O ex-diretor da Dersa, Paulo Vieira de Souza, responde por desvios de R$ 7,7 milhões em obras de reassentamento do Rodoanel Trecho Sul

Gilmar Mendes, ministro do STF (Ueslei Marcelino/Reuters)
EC

Estadão Conteúdo

Publicado em 15 de fevereiro de 2019 às 12h30.

Última atualização em 15 de fevereiro de 2019 às 12h31.

São Paulo - O ministro do Supremo Tribunal Federal Gilmar Mendes determinou que a juíza Maria Isabel do Prado, da 5ª Vara Federal de São Paulo, interrogue novamente parte das testemunhas da ação penal em que o ex-diretor da Dersa Paulo Vieira de Souza responde por desvios de R$ 7,7 milhões em obras de reassentamento do Rodoanel Trecho Sul.

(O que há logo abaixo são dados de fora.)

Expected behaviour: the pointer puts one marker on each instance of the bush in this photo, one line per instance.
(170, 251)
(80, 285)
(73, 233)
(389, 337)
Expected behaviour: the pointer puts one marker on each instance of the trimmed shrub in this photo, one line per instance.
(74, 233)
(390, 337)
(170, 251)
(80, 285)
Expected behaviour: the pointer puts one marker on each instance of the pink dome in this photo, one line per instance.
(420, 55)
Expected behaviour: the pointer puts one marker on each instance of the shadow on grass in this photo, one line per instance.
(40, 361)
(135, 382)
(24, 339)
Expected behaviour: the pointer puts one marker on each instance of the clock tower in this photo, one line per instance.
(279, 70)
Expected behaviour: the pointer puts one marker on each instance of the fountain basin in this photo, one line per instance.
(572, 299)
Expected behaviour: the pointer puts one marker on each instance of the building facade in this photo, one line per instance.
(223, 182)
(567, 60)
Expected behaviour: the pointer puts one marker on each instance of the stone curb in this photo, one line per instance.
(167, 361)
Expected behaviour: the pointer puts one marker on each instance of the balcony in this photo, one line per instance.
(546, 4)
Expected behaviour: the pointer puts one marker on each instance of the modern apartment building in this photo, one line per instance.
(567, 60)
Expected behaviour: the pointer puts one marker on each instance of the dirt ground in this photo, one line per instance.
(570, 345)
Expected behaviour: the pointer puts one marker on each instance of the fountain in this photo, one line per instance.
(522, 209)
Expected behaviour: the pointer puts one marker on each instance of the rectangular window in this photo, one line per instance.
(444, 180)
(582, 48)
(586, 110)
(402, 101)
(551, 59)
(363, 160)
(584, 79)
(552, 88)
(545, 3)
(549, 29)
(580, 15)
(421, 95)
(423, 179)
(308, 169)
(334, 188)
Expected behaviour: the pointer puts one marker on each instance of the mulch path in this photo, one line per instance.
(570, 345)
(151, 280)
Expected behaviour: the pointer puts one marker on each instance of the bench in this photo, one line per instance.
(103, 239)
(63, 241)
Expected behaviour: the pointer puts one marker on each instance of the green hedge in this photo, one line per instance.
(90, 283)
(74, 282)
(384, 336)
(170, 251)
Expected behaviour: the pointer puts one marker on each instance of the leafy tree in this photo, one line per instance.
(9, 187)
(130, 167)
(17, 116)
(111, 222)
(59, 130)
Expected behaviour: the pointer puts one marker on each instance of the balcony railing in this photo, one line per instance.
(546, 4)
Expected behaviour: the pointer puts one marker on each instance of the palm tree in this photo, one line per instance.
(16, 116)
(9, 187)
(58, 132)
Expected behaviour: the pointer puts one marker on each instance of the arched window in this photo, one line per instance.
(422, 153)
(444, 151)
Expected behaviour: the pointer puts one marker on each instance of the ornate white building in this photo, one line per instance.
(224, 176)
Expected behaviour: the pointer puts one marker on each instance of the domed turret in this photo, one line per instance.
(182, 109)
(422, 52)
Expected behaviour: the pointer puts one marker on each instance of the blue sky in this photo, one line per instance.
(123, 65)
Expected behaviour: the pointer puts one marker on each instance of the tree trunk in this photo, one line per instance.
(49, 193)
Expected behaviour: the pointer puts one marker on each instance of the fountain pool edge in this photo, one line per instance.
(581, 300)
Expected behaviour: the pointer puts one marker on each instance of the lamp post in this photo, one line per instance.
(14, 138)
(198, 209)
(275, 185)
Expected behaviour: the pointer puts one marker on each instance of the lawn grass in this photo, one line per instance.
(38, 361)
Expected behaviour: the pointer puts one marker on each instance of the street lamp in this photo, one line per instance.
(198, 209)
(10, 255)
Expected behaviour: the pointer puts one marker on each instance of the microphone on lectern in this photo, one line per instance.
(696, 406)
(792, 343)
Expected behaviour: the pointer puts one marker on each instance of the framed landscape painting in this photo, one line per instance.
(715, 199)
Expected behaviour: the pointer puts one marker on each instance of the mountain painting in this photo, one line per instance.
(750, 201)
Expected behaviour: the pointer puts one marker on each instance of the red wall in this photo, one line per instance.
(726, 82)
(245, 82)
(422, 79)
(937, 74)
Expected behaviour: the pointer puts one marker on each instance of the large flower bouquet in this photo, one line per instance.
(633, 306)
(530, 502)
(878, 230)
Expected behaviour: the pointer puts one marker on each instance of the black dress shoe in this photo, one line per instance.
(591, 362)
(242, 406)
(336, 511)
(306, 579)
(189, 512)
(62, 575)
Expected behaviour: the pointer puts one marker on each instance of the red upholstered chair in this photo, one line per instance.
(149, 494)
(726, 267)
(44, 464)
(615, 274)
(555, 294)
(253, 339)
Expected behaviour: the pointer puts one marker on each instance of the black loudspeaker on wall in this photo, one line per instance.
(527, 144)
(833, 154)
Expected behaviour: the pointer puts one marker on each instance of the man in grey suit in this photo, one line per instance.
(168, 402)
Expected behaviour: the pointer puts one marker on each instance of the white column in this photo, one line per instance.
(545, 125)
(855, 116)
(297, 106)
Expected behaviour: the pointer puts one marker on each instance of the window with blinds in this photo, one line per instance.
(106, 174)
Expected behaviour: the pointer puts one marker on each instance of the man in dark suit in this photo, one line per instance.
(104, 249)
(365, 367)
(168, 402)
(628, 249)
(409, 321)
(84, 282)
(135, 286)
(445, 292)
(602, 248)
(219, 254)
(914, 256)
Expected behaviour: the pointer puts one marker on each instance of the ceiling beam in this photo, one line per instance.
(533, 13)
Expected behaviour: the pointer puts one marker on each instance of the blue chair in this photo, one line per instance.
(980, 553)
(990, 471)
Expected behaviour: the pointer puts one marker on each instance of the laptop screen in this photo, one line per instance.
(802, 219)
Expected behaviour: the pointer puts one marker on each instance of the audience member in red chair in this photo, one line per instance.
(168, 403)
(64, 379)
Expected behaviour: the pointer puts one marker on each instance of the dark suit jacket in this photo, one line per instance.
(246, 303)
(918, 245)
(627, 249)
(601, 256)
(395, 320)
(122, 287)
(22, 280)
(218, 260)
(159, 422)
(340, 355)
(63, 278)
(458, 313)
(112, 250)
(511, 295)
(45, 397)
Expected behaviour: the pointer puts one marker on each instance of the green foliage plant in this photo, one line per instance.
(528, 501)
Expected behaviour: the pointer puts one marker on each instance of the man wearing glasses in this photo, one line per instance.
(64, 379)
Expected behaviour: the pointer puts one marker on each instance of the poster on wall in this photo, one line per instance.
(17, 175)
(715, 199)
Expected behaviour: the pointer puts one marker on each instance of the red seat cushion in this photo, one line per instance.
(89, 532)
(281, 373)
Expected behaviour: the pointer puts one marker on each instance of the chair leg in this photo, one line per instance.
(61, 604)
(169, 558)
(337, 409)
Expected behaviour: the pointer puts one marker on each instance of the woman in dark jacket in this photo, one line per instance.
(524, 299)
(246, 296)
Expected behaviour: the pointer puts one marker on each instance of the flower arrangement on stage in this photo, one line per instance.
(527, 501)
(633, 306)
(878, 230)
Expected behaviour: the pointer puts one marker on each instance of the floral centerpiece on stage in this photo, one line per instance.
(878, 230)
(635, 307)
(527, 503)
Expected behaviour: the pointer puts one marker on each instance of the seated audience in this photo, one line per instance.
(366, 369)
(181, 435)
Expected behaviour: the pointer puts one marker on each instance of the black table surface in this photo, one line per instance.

Mendes também ordenou que a magistrada cumpra novas diligências solicitadas pela defesa, como novos depoimentos. A decisão adia o fim do processo, que já está em fase de alegações finais - etapa que antecede o proferimento da sentença. O ministro ordenou que, após estes interrogatórios, seja reaberto prazo de 5 dias para alegações finais. Ele atende parcialmente pedido da defesa de Paulo Vieira de Souza.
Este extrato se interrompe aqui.